I have to check that the rational solutions of $x^3+y^3+z^3=1$ are given by giving rationals values to $(s,t)$ at the formulas:
$$x(s,t)=\frac{3t-\frac{1}{3}(s^2+st+t^2)^2}{t(s^2+st+t^2)-3}$$
$$y(s,t)=\frac{3s+3t+\frac{1}{3}(s^2+st+t^2)^2}{t(s^2+st+t^2)-3}$$
$$z(s,t)=\frac{-3-(s^2+st+t^2)(s+t)}{t(s^2+st+t^2)-3}$$
After some dirty work, I can see that these expressions for $x,y,z$ satisfy the equation $x^3+y^3+z^3=1$, but I still have to see that all the rational solutions are of that form, and I don't know how to approach this (it is necessary, because there could be other solutions that can't be expressed as above, and then these formulas wouldn't be a complete solution).
Previously to this, I have found explicit expressions for the rational solutions of $x^2+y^2+z^2=1$ and the more general equation $x_1^2+...+x_n^2=1$, both through the stereographic projection.
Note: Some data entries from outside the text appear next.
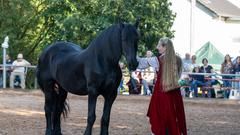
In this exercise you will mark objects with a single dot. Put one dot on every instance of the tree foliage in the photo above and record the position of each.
(33, 24)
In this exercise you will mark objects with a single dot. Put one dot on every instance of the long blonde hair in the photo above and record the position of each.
(171, 66)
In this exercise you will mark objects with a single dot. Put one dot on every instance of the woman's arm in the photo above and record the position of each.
(147, 62)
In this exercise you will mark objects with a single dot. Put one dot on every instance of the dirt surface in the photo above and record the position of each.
(21, 113)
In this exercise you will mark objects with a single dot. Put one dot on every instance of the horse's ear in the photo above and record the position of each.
(137, 22)
(121, 25)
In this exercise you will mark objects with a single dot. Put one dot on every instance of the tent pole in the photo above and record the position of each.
(192, 26)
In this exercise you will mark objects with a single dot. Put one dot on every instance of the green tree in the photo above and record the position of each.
(34, 24)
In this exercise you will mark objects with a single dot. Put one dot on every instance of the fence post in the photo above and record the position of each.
(4, 46)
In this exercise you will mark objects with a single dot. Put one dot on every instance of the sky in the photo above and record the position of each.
(222, 35)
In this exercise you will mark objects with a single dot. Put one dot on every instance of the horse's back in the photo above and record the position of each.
(53, 53)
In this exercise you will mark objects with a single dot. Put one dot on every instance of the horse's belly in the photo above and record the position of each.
(76, 88)
(81, 92)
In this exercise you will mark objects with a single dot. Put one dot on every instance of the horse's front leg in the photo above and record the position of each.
(92, 99)
(109, 99)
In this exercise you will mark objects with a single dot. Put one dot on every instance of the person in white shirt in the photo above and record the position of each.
(19, 70)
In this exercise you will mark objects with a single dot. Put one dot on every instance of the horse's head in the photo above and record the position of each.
(130, 39)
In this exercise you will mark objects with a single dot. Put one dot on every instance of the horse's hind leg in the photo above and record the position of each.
(61, 107)
(92, 99)
(108, 101)
(48, 107)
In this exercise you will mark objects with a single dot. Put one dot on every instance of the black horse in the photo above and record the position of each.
(64, 67)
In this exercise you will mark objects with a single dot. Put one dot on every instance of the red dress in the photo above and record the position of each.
(166, 111)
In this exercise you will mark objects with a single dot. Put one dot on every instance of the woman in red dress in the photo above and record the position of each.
(166, 111)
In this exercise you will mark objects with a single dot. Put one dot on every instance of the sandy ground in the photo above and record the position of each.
(21, 113)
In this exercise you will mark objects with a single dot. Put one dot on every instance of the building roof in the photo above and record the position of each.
(228, 10)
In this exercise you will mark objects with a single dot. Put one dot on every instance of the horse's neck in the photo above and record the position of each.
(107, 47)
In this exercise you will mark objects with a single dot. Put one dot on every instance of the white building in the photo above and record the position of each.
(217, 21)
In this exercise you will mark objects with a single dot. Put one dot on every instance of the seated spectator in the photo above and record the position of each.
(19, 71)
(186, 63)
(184, 79)
(148, 75)
(196, 81)
(208, 69)
(193, 62)
(8, 70)
(236, 70)
(227, 68)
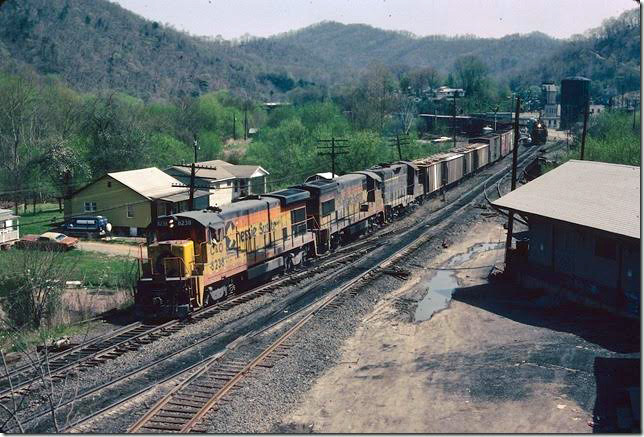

I have tried to do something similar with the cubic equation but it doesn't seem to work. I tried to transform it to the form $x^3+y^3+z^3=t^3$ and find the integer solutions to this, but I couldn't and I hardly found information about it on internet, and the little I've found doesn't match with the family of solutions I am working with (which is the one I'm interested in)
I genuinely don't know how to approach this, so I would appreciate any idea. Thanks.